Born and raised in the United States, Baum was working as an attorney in New York when she realized that she was unhappy with the daily grind of working at a law firm.
“My parents were both Israeli and I spent a lot of time as a kid visiting Israel ... My connection to Israel was based around food and love and joy,” Baum told From The Grapevine. “When I left law, I was like, 'I am only going to do what I love.' I’m not going to waste any more of my time on something that doesn’t really fill me with my passion and energy, and so I tried to find out what that was. For me, hosting and getting to show people the Israel that I love led to opening Delicious Israel.”

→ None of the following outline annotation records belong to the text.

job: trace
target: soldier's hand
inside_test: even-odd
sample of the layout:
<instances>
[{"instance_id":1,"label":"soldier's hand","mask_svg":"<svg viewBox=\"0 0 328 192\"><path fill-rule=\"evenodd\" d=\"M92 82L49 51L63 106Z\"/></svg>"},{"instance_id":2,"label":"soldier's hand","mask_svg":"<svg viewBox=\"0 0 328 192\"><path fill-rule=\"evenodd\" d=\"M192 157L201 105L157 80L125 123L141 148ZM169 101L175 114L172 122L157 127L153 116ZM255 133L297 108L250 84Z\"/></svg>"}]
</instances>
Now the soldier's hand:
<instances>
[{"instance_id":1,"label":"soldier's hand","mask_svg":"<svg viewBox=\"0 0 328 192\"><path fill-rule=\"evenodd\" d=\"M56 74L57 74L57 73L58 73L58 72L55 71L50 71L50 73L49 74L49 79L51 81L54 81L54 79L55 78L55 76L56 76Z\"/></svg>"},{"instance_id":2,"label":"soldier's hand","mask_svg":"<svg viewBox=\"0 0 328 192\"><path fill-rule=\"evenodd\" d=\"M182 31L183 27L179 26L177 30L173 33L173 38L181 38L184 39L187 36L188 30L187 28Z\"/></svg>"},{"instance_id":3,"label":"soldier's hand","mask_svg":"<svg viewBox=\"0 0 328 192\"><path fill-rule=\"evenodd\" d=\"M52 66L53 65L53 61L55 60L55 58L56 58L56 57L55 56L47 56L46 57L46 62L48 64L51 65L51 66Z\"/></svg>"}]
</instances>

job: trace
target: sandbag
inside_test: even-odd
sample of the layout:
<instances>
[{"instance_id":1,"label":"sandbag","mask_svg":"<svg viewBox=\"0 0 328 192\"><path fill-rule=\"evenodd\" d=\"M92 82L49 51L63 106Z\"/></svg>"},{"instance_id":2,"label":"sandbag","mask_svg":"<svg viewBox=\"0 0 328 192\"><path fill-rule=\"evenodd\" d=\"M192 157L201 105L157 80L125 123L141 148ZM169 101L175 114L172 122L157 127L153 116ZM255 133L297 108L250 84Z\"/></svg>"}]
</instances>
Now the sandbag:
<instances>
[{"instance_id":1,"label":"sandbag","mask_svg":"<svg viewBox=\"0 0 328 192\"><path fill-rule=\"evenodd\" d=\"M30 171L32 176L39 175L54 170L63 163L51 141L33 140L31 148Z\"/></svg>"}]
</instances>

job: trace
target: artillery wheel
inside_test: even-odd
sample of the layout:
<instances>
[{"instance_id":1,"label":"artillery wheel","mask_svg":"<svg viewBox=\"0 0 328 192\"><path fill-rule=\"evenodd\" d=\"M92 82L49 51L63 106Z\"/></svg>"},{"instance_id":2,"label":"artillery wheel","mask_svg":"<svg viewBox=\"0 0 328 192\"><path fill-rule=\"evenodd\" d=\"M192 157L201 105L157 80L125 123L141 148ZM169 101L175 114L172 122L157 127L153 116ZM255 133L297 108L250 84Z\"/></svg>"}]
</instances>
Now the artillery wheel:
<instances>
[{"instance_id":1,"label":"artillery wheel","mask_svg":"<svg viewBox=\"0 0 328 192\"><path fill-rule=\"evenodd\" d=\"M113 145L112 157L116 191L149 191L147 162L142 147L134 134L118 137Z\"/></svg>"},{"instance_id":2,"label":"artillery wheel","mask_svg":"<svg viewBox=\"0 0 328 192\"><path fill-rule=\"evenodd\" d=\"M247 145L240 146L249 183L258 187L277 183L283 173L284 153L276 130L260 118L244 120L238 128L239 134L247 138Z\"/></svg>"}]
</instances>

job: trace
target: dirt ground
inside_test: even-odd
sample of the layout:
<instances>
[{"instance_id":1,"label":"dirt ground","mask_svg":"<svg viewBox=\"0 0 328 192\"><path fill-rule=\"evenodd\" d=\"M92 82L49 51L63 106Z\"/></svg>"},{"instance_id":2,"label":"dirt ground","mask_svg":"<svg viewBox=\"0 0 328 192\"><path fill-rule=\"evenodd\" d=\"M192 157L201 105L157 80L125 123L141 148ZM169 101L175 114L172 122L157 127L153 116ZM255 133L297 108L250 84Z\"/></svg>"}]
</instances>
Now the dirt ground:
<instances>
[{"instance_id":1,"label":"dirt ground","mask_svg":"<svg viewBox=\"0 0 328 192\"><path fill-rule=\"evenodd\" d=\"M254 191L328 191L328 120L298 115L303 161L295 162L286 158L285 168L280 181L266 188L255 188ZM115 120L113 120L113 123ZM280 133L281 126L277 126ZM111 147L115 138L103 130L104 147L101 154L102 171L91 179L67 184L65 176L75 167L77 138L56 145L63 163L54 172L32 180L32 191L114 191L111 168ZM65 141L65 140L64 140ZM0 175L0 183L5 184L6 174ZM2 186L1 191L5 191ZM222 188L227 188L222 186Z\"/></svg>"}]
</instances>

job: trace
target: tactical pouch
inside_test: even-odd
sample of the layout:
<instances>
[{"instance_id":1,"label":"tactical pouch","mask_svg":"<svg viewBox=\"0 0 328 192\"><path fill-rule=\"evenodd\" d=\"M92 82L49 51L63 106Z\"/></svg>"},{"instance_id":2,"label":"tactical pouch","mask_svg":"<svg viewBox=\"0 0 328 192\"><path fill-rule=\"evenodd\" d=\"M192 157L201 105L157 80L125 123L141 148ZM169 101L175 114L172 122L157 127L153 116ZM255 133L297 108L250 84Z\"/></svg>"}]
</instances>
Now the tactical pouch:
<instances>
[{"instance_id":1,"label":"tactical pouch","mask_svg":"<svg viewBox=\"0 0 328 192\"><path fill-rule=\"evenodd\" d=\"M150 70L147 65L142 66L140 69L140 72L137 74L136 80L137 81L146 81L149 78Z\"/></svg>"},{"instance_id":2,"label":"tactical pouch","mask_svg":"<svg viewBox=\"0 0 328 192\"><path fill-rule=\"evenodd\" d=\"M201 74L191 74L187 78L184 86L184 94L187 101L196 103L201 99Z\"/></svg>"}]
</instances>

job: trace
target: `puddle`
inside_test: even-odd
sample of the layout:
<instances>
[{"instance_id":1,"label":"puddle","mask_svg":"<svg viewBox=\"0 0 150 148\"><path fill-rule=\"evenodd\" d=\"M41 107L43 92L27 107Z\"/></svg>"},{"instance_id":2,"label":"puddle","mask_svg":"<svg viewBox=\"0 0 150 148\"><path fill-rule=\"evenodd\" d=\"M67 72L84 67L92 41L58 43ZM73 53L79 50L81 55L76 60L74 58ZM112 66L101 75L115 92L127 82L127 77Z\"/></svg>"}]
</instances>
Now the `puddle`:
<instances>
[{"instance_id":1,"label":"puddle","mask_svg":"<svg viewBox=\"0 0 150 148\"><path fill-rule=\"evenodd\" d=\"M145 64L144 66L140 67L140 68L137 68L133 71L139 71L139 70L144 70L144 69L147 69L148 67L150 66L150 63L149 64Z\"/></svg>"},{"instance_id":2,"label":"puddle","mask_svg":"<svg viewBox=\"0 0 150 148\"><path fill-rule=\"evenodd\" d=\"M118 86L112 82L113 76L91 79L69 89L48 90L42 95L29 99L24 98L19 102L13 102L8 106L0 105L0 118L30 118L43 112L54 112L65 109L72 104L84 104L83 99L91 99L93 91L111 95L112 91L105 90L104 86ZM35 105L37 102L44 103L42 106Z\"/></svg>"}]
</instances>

The foundation of Baum’s tours comes from her own travels through the markets of Israel, meeting interesting vendors and tasting her way through their offerings. “I would spend my weekends going to the markets and meeting all of the vendors that later would become all of my colleagues,” Baum told us. “I love to cook and I love to eat so I was always exploring on my own.”

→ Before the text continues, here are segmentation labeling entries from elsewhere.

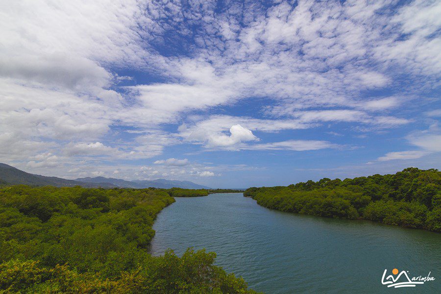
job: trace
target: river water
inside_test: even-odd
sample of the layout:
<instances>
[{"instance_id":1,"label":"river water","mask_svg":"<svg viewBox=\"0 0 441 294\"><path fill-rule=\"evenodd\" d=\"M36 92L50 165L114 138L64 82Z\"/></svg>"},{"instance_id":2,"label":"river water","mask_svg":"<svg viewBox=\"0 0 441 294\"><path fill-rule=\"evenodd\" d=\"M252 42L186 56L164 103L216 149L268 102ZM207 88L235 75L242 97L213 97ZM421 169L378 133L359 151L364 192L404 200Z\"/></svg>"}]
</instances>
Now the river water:
<instances>
[{"instance_id":1,"label":"river water","mask_svg":"<svg viewBox=\"0 0 441 294\"><path fill-rule=\"evenodd\" d=\"M282 212L241 193L175 199L153 225L154 255L206 248L217 265L266 293L441 293L440 234ZM435 280L388 288L382 276L394 268Z\"/></svg>"}]
</instances>

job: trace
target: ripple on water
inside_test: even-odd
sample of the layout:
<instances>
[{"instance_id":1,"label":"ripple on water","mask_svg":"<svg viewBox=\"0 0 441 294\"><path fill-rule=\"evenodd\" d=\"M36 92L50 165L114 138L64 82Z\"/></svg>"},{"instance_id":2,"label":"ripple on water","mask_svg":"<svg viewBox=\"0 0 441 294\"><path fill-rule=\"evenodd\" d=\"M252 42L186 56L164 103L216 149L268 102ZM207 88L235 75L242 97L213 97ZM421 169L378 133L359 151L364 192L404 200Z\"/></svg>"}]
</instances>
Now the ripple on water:
<instances>
[{"instance_id":1,"label":"ripple on water","mask_svg":"<svg viewBox=\"0 0 441 294\"><path fill-rule=\"evenodd\" d=\"M441 289L440 234L279 212L242 194L176 200L155 222L152 253L206 248L217 252L217 265L258 291L381 293L390 290L381 284L383 271L395 267L438 278L407 290Z\"/></svg>"}]
</instances>

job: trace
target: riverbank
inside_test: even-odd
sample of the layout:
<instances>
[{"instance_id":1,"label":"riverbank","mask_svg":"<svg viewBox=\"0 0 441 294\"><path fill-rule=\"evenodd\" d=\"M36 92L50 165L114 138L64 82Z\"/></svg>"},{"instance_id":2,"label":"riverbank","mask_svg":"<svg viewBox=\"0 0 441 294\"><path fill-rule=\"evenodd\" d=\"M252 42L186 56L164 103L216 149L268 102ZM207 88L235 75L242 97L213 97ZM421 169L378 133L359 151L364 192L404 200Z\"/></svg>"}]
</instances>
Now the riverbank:
<instances>
[{"instance_id":1,"label":"riverbank","mask_svg":"<svg viewBox=\"0 0 441 294\"><path fill-rule=\"evenodd\" d=\"M415 168L395 174L250 188L244 196L264 207L441 231L441 172Z\"/></svg>"},{"instance_id":2,"label":"riverbank","mask_svg":"<svg viewBox=\"0 0 441 294\"><path fill-rule=\"evenodd\" d=\"M154 188L0 188L0 292L254 293L214 252L148 253L174 201Z\"/></svg>"},{"instance_id":3,"label":"riverbank","mask_svg":"<svg viewBox=\"0 0 441 294\"><path fill-rule=\"evenodd\" d=\"M154 255L206 248L216 265L266 293L381 293L389 290L384 270L395 267L412 276L432 271L437 279L416 293L437 293L441 281L440 234L268 209L242 193L176 198L153 228Z\"/></svg>"}]
</instances>

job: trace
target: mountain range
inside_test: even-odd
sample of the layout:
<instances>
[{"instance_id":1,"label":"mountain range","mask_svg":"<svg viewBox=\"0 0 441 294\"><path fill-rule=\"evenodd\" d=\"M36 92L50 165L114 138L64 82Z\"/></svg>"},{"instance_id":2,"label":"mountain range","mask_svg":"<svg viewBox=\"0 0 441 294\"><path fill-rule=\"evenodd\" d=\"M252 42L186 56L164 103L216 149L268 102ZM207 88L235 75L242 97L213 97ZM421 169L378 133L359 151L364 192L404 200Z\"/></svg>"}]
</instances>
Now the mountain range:
<instances>
[{"instance_id":1,"label":"mountain range","mask_svg":"<svg viewBox=\"0 0 441 294\"><path fill-rule=\"evenodd\" d=\"M165 179L153 180L137 180L131 181L122 179L97 176L68 180L55 176L46 176L29 173L4 163L0 163L0 184L55 187L81 186L86 188L101 187L143 189L152 187L163 189L173 187L185 189L210 189L206 186L198 185L188 181L176 181Z\"/></svg>"}]
</instances>

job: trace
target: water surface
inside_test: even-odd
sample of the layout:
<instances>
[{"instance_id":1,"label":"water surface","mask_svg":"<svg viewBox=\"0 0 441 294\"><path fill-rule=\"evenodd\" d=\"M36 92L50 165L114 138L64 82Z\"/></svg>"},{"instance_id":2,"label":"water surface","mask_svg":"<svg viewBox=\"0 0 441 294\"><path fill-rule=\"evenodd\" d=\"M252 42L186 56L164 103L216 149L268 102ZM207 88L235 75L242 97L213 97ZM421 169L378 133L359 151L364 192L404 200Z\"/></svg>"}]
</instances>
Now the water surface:
<instances>
[{"instance_id":1,"label":"water surface","mask_svg":"<svg viewBox=\"0 0 441 294\"><path fill-rule=\"evenodd\" d=\"M284 213L241 193L175 199L153 225L153 254L206 248L217 265L266 293L441 293L440 234ZM436 280L388 289L381 276L394 268L411 277L430 271Z\"/></svg>"}]
</instances>

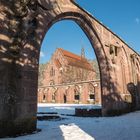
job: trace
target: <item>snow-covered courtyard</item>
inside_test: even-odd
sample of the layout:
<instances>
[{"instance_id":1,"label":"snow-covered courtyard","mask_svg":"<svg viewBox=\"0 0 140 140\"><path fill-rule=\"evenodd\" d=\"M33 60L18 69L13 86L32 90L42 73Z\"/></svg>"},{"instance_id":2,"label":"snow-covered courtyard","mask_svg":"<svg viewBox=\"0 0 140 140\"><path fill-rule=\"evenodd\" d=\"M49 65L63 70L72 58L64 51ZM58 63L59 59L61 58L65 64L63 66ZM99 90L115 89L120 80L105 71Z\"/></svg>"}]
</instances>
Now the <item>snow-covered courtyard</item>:
<instances>
[{"instance_id":1,"label":"snow-covered courtyard","mask_svg":"<svg viewBox=\"0 0 140 140\"><path fill-rule=\"evenodd\" d=\"M38 121L41 132L2 140L140 140L140 111L119 117L75 117L75 107L92 105L39 104L38 112L58 112L62 120ZM100 106L95 106L100 108Z\"/></svg>"}]
</instances>

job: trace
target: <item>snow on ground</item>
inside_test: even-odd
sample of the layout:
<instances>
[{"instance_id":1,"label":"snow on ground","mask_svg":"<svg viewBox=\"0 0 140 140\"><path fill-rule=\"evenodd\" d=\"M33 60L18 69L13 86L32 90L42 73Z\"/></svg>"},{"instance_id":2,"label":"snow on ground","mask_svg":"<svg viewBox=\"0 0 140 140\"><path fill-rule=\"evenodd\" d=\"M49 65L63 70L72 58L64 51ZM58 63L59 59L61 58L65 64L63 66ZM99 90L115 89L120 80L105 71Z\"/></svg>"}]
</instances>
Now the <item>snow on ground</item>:
<instances>
[{"instance_id":1,"label":"snow on ground","mask_svg":"<svg viewBox=\"0 0 140 140\"><path fill-rule=\"evenodd\" d=\"M67 112L75 108L75 105L62 105L62 110L60 105L45 106L50 112L53 112L51 108L56 111L59 107L60 112L66 106ZM45 106L39 105L39 110L46 110ZM119 117L62 117L66 119L38 121L38 128L42 129L39 133L1 140L140 140L140 111Z\"/></svg>"},{"instance_id":2,"label":"snow on ground","mask_svg":"<svg viewBox=\"0 0 140 140\"><path fill-rule=\"evenodd\" d=\"M38 112L57 112L58 114L74 115L75 108L101 108L101 105L90 104L38 104Z\"/></svg>"}]
</instances>

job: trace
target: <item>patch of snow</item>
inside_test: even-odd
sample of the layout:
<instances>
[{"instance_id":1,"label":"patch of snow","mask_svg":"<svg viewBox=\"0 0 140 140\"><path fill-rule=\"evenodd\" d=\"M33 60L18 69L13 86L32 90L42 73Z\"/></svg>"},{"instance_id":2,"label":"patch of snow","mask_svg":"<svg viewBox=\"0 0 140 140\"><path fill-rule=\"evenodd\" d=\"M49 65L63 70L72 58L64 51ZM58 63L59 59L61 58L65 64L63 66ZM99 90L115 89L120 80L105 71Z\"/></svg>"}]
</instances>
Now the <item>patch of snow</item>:
<instances>
[{"instance_id":1,"label":"patch of snow","mask_svg":"<svg viewBox=\"0 0 140 140\"><path fill-rule=\"evenodd\" d=\"M71 111L68 106L68 112ZM58 107L58 105L53 105ZM64 107L64 106L62 106ZM45 106L43 105L45 109ZM47 110L52 106L46 106ZM71 108L73 108L71 106ZM66 109L66 108L65 108ZM63 110L63 109L62 109ZM59 108L59 111L62 111ZM41 132L1 140L139 140L140 111L118 117L63 116L60 121L38 121Z\"/></svg>"}]
</instances>

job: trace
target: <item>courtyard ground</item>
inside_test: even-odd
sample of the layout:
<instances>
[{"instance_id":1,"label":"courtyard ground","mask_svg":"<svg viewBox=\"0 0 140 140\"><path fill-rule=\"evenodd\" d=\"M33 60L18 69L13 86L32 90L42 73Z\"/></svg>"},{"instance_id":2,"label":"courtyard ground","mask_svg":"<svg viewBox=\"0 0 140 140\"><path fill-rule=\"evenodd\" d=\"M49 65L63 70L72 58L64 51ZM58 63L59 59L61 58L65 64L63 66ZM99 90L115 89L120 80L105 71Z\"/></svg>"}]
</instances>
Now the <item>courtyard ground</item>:
<instances>
[{"instance_id":1,"label":"courtyard ground","mask_svg":"<svg viewBox=\"0 0 140 140\"><path fill-rule=\"evenodd\" d=\"M1 140L140 140L140 111L118 117L65 115L73 115L75 107L93 108L92 105L39 104L38 112L58 112L64 119L38 121L41 132Z\"/></svg>"}]
</instances>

One must for any foodie visiting Tel Aviv is the Levinsky market. “It’s a place that still has this nugget of history where the grandfathers and the grandsons are still making these same one or two things out of their shop – for me, that’s a treasure,” Baum said.
“For example in that market, there’s a guy who makes malabi [a creamy milk-based pudding]. This is one of my secret things. You can’t see it because it is a juice stand and he doesn’t have any sign or anything for the malabi." He makes the corn flour malabi with coconut cream instead of milk, making it vegan. "It’s kind of like a panna cotta. You mix it with rosewater and on top you drizzle some kind of pomegranate syrup and also mix some nuts and some cinnamon. Because he has a juice stand, he does it with fresh pomegranate and with shaved roasted coconut. It’s an incredible little visit.”
One day when Baum went to buy olives from a popular shop in Levinsky market, the line was out the door. Pressed for time, she saw that a shop across the street was selling the same olives. She started talking to the vendors and now they are one of the highlights of her tour. “It’s these two brothers. I immediately connected with them – they are now the fourth generation selling and making these olives. They are young guys. It was beautiful to see this kind of history. It’s these kinds of things that when I was putting together the tours ... those are the people that I would want to meet, that I was so grateful that I would get to meet, so I want to introduce them to other people."
So where does Baum herself like to eat? One of her favorites is Popina, a restaurant in Tel Aviv. “I had head chef Orel Kimchi close the restaurant and cater my wedding because it’s that good," she recalled. "It’s beautiful – he’s a young chef – he’s just adorable and he just knows how to work with food.”